Visiting Rio? Don’t forget to download our gay guide to the Rio Olympics!
Why we’re covering this: We like sex, sports and preventing the spread of STIs and HIV. We like them so much, that if they combined all three into an Olympic event, we’d watch the hell out of it.
It’s a widely known fact that international athletes hook-up like crazy at the Olympics; the very thought of all those tight, muscular bodies writhing in humping sessions gets us downright musky.
We’re not the only ones thinking about all that athletic sex. The International Olympic Committee (IOC) is apparently thinking about it too as they’ve recently ordered 450,000 condoms for distribution at this summer’s Rio de Janeiro Olympics — that’s triple the amount ordered for the 2012 London Games. Maybe England’s gloomy weather and greasy food made fewer people want to fuck? It’s also enough condoms to let each individual athletes have sex 84 times.

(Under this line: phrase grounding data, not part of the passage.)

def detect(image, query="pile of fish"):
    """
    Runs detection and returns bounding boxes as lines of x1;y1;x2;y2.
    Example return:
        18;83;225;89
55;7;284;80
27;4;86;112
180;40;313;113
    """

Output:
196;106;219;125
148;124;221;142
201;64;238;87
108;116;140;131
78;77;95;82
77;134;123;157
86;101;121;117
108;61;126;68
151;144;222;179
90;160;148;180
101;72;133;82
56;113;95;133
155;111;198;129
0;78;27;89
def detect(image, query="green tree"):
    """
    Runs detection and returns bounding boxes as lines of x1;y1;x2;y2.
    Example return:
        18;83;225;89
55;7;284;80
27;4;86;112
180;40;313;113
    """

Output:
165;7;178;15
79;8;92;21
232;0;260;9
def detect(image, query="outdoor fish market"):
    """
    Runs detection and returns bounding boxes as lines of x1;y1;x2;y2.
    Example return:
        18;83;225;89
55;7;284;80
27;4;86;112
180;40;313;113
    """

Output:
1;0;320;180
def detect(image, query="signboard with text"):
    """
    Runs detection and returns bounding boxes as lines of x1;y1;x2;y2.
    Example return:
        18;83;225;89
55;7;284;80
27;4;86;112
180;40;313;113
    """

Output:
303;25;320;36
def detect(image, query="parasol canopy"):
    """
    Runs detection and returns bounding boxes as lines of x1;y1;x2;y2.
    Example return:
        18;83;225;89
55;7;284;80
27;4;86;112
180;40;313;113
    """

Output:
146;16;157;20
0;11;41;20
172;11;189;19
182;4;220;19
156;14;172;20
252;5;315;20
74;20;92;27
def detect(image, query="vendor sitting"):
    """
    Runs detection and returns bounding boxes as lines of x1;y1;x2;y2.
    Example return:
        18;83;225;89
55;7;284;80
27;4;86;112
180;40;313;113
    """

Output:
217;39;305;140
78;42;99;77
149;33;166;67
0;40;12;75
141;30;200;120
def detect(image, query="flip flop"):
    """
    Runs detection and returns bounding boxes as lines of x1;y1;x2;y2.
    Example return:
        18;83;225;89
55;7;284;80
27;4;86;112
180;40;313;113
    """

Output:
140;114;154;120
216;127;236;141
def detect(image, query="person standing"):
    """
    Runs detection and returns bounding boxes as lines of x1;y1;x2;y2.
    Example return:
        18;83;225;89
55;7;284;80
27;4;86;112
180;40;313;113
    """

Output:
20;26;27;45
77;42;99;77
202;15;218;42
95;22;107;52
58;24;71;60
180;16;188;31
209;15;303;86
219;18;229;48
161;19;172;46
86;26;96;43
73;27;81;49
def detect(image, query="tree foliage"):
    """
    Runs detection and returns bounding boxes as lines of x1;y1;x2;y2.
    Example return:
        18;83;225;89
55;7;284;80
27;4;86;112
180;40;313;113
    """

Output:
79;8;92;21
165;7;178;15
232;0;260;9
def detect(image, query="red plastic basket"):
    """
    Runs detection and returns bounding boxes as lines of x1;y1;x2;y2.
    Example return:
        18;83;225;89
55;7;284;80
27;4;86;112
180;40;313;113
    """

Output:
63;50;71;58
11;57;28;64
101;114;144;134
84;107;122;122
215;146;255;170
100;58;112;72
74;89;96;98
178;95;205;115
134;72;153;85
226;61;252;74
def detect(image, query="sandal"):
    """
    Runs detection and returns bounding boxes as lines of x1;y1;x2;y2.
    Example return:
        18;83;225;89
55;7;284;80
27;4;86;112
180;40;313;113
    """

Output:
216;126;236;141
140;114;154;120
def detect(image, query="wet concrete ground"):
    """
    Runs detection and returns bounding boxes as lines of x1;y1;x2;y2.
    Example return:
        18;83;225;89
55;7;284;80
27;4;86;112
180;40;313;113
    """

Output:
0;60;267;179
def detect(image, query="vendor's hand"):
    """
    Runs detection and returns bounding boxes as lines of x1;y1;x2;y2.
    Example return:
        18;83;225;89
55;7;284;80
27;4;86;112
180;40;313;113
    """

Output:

The coolest part — outside of the fact that the IOC helps athletes get laid — is that for the first time ever, they’ve ordered 100,000 female condoms — female empowerment! They’ve also ordered 175,000 packets of lube and you know some of those are gonna be used for LGBT hookups (even though there are usually very few openly LGBT Olympic athletes at any of the games). Considering that Brazil is suffering from a sexually transmittable Zika virus outbreak, the condoms will help there too.
Helping athletes fuck serves the Olympics’ goal of bringing countries together in a very literal and sweaty way. Plus, getting laid is probably a nice consolation prize for the thousands of athletes who never medal.